In silico profiling and prediction of putative neuropeptide ligand-receptor interactions in parasitic nematodes

Mon9  Apr12:30pm(15 mins)
Stream 3 - Physics 0.15 Main


F Mc Kay1; L Atkinson1; C McCoy1; N J Marks1; A G Maule1; A Mousley1
1 Queen's University Belfast, UK


Nematode parasites impact health and agriculture worldwide, where increasing reports of anthelmintic failure underscore the need for novel discovery programmes.  The nematode neuropeptide system has been highlighted as a novel source of anthelmintic targets with neuropeptide G-protein coupled receptors (GPCRs) emerging as primary targets.  Nematode neuropeptide GPCRs receive input from neuropeptide ligands to control a range of muscle- and chemosensory-based activities that are pertinent to the biology and survival of nematodes.  Anthelmintic exploitation of neuropeptide GPCRs requires knowledge of neuropeptide and neuropeptide-GPCR complements across key nematode parasites, and an understanding of neuropeptide-receptor interactions. 

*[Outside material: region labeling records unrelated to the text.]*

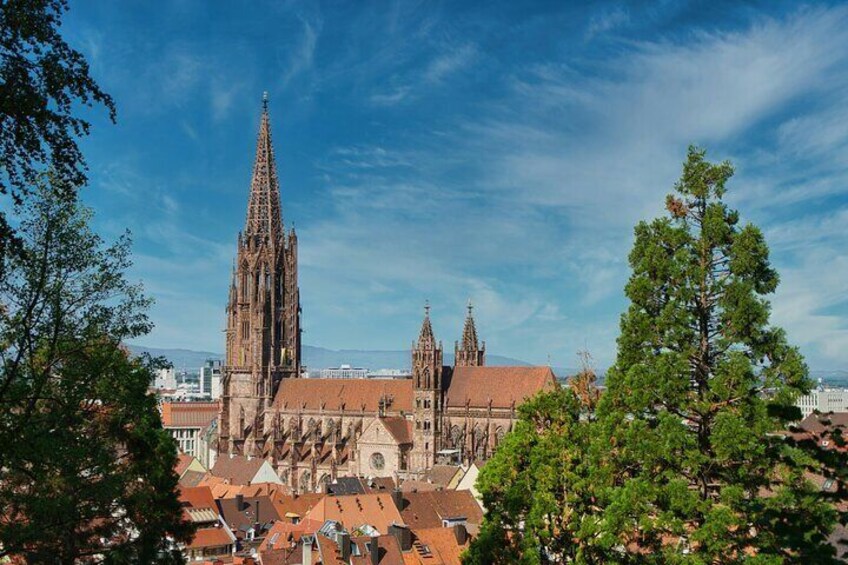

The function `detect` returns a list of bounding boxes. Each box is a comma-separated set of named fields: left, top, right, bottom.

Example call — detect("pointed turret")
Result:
left=244, top=93, right=283, bottom=241
left=454, top=300, right=486, bottom=367
left=418, top=301, right=436, bottom=349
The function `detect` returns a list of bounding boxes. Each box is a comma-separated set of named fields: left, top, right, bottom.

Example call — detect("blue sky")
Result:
left=64, top=0, right=848, bottom=369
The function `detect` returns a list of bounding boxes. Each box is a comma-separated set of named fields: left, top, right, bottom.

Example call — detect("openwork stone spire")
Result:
left=454, top=300, right=486, bottom=367
left=244, top=92, right=283, bottom=241
left=418, top=300, right=436, bottom=348
left=462, top=300, right=479, bottom=351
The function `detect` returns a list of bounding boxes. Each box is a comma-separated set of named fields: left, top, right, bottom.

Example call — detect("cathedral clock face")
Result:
left=371, top=453, right=386, bottom=471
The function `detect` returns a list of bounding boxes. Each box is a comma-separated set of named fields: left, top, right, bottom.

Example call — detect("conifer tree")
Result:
left=593, top=148, right=835, bottom=564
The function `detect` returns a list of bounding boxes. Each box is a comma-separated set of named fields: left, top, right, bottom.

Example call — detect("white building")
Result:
left=795, top=382, right=848, bottom=418
left=153, top=367, right=177, bottom=390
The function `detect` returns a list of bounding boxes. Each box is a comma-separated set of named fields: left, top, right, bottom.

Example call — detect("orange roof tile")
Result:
left=274, top=379, right=413, bottom=414
left=306, top=494, right=406, bottom=534
left=188, top=528, right=234, bottom=549
left=445, top=367, right=557, bottom=409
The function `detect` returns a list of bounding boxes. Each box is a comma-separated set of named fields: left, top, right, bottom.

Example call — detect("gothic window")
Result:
left=299, top=471, right=312, bottom=492
left=495, top=426, right=506, bottom=445
left=450, top=426, right=464, bottom=450
left=474, top=425, right=486, bottom=459
left=318, top=473, right=330, bottom=492
left=371, top=452, right=386, bottom=471
left=327, top=420, right=336, bottom=443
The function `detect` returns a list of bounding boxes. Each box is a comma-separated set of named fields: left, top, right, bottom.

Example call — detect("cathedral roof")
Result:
left=445, top=367, right=556, bottom=409
left=274, top=379, right=412, bottom=414
left=244, top=97, right=283, bottom=241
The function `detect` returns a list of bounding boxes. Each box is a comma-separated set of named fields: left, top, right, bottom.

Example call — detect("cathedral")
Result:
left=218, top=99, right=558, bottom=492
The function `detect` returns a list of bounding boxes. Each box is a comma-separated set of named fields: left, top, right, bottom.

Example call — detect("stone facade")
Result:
left=218, top=96, right=557, bottom=492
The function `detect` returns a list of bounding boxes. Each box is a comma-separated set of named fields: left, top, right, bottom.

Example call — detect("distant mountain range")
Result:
left=122, top=345, right=848, bottom=387
left=122, top=345, right=536, bottom=374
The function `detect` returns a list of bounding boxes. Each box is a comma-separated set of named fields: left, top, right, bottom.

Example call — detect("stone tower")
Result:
left=218, top=95, right=300, bottom=455
left=454, top=300, right=486, bottom=367
left=410, top=304, right=442, bottom=473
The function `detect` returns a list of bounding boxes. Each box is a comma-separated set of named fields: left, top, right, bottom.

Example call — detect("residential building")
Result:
left=795, top=383, right=848, bottom=418
left=161, top=402, right=218, bottom=457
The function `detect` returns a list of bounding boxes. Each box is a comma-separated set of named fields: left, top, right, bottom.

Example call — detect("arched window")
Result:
left=298, top=471, right=312, bottom=492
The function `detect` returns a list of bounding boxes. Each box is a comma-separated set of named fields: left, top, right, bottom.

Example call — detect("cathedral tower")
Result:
left=218, top=95, right=300, bottom=455
left=454, top=300, right=486, bottom=367
left=410, top=303, right=442, bottom=472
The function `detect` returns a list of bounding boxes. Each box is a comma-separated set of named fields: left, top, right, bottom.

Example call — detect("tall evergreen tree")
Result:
left=594, top=148, right=835, bottom=564
left=465, top=388, right=602, bottom=565
left=0, top=176, right=191, bottom=563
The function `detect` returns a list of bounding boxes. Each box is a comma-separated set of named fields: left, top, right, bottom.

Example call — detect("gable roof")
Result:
left=424, top=465, right=465, bottom=488
left=306, top=494, right=406, bottom=534
left=274, top=379, right=413, bottom=414
left=445, top=367, right=557, bottom=409
left=401, top=490, right=483, bottom=529
left=217, top=496, right=280, bottom=538
left=162, top=402, right=218, bottom=428
left=211, top=455, right=265, bottom=485
left=413, top=528, right=471, bottom=565
left=379, top=416, right=412, bottom=445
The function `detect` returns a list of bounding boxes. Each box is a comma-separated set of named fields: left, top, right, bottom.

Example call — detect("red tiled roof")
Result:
left=162, top=402, right=218, bottom=428
left=306, top=494, right=406, bottom=534
left=445, top=367, right=557, bottom=409
left=180, top=487, right=218, bottom=514
left=188, top=528, right=233, bottom=549
left=401, top=490, right=483, bottom=528
left=274, top=379, right=412, bottom=414
left=380, top=416, right=412, bottom=444
left=211, top=455, right=265, bottom=485
left=174, top=451, right=194, bottom=478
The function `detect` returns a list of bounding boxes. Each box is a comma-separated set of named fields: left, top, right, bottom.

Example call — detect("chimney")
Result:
left=392, top=487, right=403, bottom=512
left=453, top=524, right=468, bottom=545
left=336, top=532, right=350, bottom=563
left=388, top=524, right=412, bottom=551
left=369, top=537, right=380, bottom=565
left=300, top=536, right=315, bottom=565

The increased availability and quality of ‘omics’ datasets in parasitic nematodes has enabled the identification of neuropeptides and neuropeptide GPCRs in key parasite species, however the complexity of the neuropeptidergic signalling system in nematode parasites makes identifying neuropeptide-GPCR interactions difficult.  Indeed, there are >250 neuropeptide ligands that have the potential to interact with ~150 neuropeptide GPCRs in parasite species.  The available neuropeptide-receptor interaction data, derived from Caenorhabditis elegans reverse pharmacology approaches, highlight a few receptor interactions that have been functionally corroborated in vivo.  However, interpretation of the available data is limited by the use of an incomplete ligand-library, and its relevance to ligand-receptor interactions in parasitic nematodes, where disparity exists in neuropeptide/receptor localisation for some targets.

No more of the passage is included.